I’ve realised that I’ve started posting about items from my Boomtown Rats singles collection – the more unusual items that I hope you’ll all be interested in.
With some of the new features in City Hall, it would be possible to set up a “Collectors’ Corner” – somewhere where avid collectors could meet to share highlights from their collections. This wouldn’t necessarily need to be just about Boomtown Rats singles: the “Collector’s Corner” could focus on anything - albums, badges, press cuttings by the singers and bands that citizens are into. If you think this is a good idea – go to City Hall and drop me a message in “I Still Haven’t Found What I’m Looking For”. We’ll add a suitable song title and an image, and it will be good to go!!
For this post, I wanted to explore the often-confusing world of Rat Trap singles – although it’s possible that you weren’t aware there was anything to get confused about…..??
As discussed in October’s anniversary post on Rat Trap, there were a few hiccups with the production and release of the song on 7”. Ensign records never intended to release the song as a single. But after it went out on the Kenny Everett Show, fans of the song descended on record shops to buy it….....only to find it wasn’t available. Eventually the record company caught up and started production.
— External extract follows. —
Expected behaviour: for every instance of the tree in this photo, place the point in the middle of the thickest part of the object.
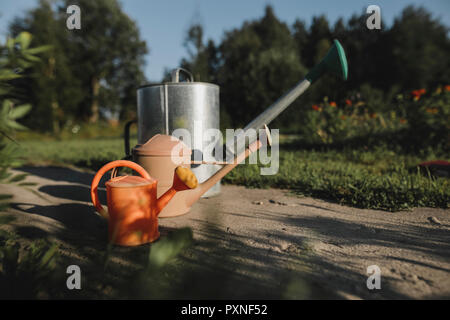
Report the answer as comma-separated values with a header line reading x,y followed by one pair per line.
x,y
420,47
202,59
From what I can tell, most of the initial copies of the single were straightforward pressings of the album track – no reworking, no re-mastering, nothing.
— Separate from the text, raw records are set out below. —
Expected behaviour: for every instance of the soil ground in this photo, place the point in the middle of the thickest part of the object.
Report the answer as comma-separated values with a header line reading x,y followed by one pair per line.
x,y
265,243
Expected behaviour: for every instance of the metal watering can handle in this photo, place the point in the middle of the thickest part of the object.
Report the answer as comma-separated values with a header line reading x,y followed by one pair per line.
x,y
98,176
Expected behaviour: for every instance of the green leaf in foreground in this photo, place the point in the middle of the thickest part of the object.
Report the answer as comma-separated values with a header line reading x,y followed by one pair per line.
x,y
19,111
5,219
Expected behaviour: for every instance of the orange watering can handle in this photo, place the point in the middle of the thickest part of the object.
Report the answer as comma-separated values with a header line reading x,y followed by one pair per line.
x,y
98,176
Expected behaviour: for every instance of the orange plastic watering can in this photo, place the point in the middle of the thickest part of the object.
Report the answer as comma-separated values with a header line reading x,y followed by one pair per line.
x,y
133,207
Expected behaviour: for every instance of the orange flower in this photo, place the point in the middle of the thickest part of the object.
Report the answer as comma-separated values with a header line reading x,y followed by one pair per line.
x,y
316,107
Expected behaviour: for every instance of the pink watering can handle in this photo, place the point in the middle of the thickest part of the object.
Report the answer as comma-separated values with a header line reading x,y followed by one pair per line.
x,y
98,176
Factories in both England and France were pressed into production with yellow label copies from England and silver labels versions from France.

On the copies pressed in England, a line from the song, ‘Swing high, swing free’ was scratched into the run-out area. There is supposed to be a dark green labelled version with ‘Swing high, swing free’ but I can’t find a copy anywhere!!!
So you’d think that was the supply problem sorted……well, no!!
Both the album version and the initial pressings included the line “Pus and grime ooze from the scab-crusted sores” and this seems to have caused offence to some people – judged against the standards of chart-music today, this seems ridiculous.
Keen not to damage sales, an alternative version was recorded and pressed – which has come to be known as the DJ edit. This was only pressed in England and comes with yellow and green labels. There’s nothing on the labels to tell the DJ edit apart from the original version – but if you look at the run-out area you’ll see the words “No grime here, Paddy” etched into the vinyl – clearly a reference to the offending(!) words of the song.

Play the record and the “pus and grime” line has been replaced with some poorly over-dubbed words that are quite difficult to understand – something “….being poured down the drains in the stores”?????
So what version(s) do you have – do you have the elusive green-labelled original album edit?? Do you care?? If the answer to those last two questions are ‘yes’ and ‘no’ in that order…..please get in touch with me 😉. If you have a green-label copy with “Swing high swing free in the run-out” – maybe we could make a deal???
So, having straightened all of that out, where does the French-pressed blue vinyl version with the red label fit (top of the post) fit into all of this? Frankly, I haven’t a clue!!!!
I always heard it as blood and tears pour down the drains and the sewers. That was only a best guess though
Wasn’t pus and grime changed for the radio? For some daft reason.